St Margaret’s Presbyterian was completed in May 1954, and up till about then churches were still being built with clearly Gothic form and details. The modernist arch roofed St Johns Mitcham was built the year before, but it’s long gone, and St Marks Lutheran in East Melbourne also 1953 has been very altered (last 2 pics), so this is the earliest. This one is very simple, a low pitched gable roof, with attached cross and steel propped porch, it almost doesn’t look like a church. Inside there’s two rows of steel posts creating the idea of side aisles, and there a stained glass window, so it feels a bit more churchy.
The idea of a low pitched roofed box may have come direct from the 1952 Swiss Reformed Church (pic 10), which the architect K Murray Foster might have seen on his European trip 6 months before designing this.
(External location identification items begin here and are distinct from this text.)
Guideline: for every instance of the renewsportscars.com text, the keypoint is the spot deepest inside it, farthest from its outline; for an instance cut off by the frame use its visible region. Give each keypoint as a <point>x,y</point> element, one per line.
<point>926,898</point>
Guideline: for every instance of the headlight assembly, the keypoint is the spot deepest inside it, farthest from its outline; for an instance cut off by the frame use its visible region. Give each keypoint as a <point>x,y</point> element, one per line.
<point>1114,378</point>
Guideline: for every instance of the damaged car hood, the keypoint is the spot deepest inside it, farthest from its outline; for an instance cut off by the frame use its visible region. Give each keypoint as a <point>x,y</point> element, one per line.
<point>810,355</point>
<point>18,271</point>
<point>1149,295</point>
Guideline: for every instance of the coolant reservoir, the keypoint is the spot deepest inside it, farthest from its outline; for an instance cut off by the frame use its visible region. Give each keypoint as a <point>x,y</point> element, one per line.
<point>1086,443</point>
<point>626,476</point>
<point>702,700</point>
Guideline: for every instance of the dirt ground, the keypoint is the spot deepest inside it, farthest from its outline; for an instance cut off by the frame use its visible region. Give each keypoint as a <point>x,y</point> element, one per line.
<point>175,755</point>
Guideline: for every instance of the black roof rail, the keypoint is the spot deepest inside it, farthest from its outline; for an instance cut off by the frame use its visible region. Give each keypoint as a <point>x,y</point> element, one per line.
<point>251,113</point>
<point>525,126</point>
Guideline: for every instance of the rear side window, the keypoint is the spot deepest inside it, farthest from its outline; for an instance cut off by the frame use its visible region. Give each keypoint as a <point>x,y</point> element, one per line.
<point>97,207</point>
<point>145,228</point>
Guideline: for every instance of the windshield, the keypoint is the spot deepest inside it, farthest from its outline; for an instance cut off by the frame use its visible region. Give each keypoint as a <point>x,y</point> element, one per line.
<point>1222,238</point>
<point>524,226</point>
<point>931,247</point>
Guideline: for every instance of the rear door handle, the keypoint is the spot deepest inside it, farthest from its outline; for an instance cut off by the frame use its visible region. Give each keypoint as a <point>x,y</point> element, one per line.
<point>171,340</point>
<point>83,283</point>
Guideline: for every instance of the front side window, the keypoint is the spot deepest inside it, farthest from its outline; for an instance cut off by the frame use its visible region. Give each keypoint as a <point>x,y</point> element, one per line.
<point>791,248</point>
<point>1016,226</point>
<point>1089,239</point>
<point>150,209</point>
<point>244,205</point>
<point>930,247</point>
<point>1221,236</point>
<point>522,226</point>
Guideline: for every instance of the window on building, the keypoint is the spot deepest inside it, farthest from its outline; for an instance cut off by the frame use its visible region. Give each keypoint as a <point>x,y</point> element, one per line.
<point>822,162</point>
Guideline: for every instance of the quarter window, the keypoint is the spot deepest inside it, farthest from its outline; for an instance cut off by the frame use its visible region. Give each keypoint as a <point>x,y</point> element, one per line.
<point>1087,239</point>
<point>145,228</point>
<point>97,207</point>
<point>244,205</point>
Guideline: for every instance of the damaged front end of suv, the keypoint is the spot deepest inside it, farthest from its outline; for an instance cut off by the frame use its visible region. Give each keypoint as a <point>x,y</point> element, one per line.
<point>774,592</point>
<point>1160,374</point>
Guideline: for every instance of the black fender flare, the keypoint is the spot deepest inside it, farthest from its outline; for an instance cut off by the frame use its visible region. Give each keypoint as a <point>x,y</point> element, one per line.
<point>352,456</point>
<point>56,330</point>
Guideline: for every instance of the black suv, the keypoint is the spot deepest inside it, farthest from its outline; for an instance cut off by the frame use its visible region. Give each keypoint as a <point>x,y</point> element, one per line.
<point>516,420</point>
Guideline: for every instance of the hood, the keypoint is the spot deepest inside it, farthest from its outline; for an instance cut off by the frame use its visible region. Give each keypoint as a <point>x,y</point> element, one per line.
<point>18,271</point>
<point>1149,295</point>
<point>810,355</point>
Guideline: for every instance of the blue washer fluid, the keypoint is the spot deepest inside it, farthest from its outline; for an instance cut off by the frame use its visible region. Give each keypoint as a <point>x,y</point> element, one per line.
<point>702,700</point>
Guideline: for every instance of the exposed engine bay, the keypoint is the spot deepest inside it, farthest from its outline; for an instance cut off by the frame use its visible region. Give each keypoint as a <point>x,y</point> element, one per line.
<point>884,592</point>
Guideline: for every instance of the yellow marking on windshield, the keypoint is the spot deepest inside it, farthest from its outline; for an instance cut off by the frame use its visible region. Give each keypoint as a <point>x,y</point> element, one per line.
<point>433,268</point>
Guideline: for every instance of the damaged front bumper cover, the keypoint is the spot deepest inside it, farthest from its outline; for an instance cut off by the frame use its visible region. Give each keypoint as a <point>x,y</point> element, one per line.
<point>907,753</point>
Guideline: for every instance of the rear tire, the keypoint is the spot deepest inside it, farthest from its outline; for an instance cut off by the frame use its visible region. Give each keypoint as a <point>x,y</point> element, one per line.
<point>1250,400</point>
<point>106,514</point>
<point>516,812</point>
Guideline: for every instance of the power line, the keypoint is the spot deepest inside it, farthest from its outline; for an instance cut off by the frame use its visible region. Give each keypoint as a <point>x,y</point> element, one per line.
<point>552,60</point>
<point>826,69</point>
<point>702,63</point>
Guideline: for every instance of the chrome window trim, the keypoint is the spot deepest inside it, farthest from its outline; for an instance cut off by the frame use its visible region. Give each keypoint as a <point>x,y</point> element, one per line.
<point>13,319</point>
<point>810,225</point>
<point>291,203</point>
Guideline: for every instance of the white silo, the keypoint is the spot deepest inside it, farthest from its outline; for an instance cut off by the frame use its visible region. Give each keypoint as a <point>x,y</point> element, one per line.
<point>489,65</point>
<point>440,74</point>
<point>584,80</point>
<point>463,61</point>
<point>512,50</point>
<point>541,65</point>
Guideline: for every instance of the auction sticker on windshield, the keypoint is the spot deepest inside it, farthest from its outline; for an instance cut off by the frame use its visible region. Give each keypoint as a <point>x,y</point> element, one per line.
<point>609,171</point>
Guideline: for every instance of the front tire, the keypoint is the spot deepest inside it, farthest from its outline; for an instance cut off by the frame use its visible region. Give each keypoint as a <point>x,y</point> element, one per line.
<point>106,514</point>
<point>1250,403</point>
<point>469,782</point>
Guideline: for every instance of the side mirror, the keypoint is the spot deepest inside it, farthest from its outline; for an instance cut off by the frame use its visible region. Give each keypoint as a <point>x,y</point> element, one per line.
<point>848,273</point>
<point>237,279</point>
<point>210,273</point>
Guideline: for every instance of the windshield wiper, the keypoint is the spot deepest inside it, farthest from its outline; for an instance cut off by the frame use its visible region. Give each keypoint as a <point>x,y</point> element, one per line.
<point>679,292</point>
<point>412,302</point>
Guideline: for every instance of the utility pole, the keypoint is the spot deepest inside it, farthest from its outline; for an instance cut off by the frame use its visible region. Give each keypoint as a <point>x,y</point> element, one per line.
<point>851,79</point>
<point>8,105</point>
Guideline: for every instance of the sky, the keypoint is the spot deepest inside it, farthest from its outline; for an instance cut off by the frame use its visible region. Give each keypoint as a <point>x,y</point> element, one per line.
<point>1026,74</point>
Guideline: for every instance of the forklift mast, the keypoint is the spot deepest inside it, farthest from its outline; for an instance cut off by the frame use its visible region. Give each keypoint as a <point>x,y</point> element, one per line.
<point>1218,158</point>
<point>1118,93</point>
The format of a low pitched roof brick box was then repeated many times across Victoria and beyond, sometimes with a bigger cross motif, bell tower, feature window etc.
Unlike many other churches this one doesnt seem to have been altered at all, and whats more it’s one of the relatively few ‘continuing’ Presbyterian churches, for those that didn’t want to join up with the Uniting Church in 1977.